Monday, April 25, 2011

Religion

Yesterday was Easter Sunday. I didn't do anything. I didn't get up and go to a beautiful, heart warming, spirit filling sunrise service like I love to do on Easter Sunday. I didn't even go outside and read my bible or have my own little sermon. At first I felt wrong, like I was going to be shunned for not doing anything on Easter. Then I thought about it, I never go to church, unless my mom asks me to sing with her at the contemporary service at her church. What's the point in going on the big Sundays if you don't go any other Sunday?

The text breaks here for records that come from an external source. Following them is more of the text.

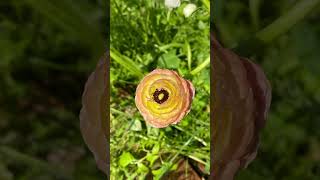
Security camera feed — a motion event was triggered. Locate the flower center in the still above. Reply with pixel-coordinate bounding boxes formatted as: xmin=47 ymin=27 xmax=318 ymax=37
xmin=153 ymin=89 xmax=169 ymax=104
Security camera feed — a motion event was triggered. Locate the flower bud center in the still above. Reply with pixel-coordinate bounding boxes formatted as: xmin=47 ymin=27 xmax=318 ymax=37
xmin=153 ymin=89 xmax=169 ymax=104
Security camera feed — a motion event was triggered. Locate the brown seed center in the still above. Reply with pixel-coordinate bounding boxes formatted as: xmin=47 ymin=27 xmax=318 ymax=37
xmin=153 ymin=89 xmax=169 ymax=104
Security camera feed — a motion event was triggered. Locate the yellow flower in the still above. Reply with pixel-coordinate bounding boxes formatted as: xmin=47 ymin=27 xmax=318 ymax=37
xmin=211 ymin=35 xmax=271 ymax=180
xmin=135 ymin=69 xmax=195 ymax=128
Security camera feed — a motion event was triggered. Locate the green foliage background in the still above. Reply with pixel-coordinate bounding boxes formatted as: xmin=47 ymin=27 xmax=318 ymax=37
xmin=0 ymin=0 xmax=320 ymax=180
xmin=110 ymin=0 xmax=210 ymax=179
xmin=213 ymin=0 xmax=320 ymax=180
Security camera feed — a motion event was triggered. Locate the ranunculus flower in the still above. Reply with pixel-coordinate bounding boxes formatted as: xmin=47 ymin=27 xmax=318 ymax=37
xmin=135 ymin=69 xmax=195 ymax=128
xmin=164 ymin=0 xmax=180 ymax=8
xmin=183 ymin=4 xmax=197 ymax=17
xmin=80 ymin=52 xmax=110 ymax=173
xmin=211 ymin=35 xmax=271 ymax=180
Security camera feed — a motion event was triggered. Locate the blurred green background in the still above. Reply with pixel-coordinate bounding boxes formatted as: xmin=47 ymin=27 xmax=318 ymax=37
xmin=213 ymin=0 xmax=320 ymax=180
xmin=0 ymin=0 xmax=108 ymax=180
xmin=0 ymin=0 xmax=320 ymax=180
xmin=110 ymin=0 xmax=210 ymax=180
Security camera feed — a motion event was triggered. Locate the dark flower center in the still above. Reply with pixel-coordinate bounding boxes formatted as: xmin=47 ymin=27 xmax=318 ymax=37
xmin=153 ymin=89 xmax=169 ymax=104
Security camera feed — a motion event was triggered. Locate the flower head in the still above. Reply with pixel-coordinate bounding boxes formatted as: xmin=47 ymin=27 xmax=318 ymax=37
xmin=183 ymin=4 xmax=197 ymax=17
xmin=211 ymin=35 xmax=271 ymax=180
xmin=135 ymin=69 xmax=195 ymax=128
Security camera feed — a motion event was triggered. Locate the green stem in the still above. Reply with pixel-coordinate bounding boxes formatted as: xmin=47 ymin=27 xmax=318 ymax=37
xmin=158 ymin=43 xmax=183 ymax=51
xmin=0 ymin=145 xmax=71 ymax=179
xmin=190 ymin=56 xmax=210 ymax=75
xmin=257 ymin=0 xmax=320 ymax=42
xmin=172 ymin=126 xmax=208 ymax=146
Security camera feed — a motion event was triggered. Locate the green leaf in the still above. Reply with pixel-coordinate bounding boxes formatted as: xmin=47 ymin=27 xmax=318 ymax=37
xmin=119 ymin=152 xmax=136 ymax=167
xmin=137 ymin=163 xmax=149 ymax=173
xmin=152 ymin=162 xmax=173 ymax=179
xmin=110 ymin=48 xmax=143 ymax=77
xmin=158 ymin=50 xmax=181 ymax=69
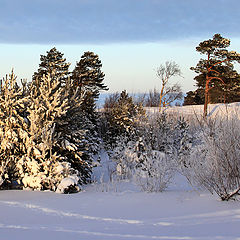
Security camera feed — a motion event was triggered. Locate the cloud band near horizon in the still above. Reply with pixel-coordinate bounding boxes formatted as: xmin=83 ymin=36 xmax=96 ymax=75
xmin=0 ymin=0 xmax=240 ymax=44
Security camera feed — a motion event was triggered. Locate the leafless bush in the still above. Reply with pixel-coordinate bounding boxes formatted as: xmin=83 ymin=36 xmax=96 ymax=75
xmin=187 ymin=115 xmax=240 ymax=200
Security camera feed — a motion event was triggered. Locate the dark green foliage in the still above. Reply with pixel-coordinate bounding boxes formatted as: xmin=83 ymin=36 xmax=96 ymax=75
xmin=32 ymin=47 xmax=70 ymax=86
xmin=188 ymin=34 xmax=240 ymax=109
xmin=102 ymin=91 xmax=145 ymax=148
xmin=71 ymin=52 xmax=108 ymax=123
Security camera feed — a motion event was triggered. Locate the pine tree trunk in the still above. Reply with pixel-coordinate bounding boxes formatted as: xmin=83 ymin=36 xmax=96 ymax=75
xmin=203 ymin=76 xmax=209 ymax=118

I believe in God and Jesus, but I don't believe you have to go to church to prove that. I think God understands that church isn't for everyone, mostly because it's filled with judgmental snobs who have no right to judge you. The only time I feel right at church is if I'm singing on a stage worshiping. I don't really call myself a Christian anymore. I'm not. I don't live my life for Christ. I live my life for me and thank Christ for giving me a life to live. Is that wrong? A lot of people think so.

This post wasn't going to be about my dad, but this whole thought process kind of circles back to him. When my church back home found out about what my dad was addicted to, they kind of shunned our family for a little while. People would look at me like I was the devil, like I had done the drugs instead of my father, like I was going to end up just like him. I hated those people. Not everyone was like that, some people reached out to us and were as nice as could be by offering help and money, but I still can't believe people who called themselves Christians were being so judgmental. I thought God was the only one who could judge someone. At least, that's what Christian's taught me. They were being hypocrites. I hated that church for that reason.

For a while I prayed to God to give me the strength to show my face in that church and he did. He also got me through some very hard times. That was when i realized my problems weren't with God, they were with church and Christians.

I kind of feel like I should start my own religion. Be a good person, have a good heart, thank God for your life, and you're going to heaven... sounds freaking awesome to me!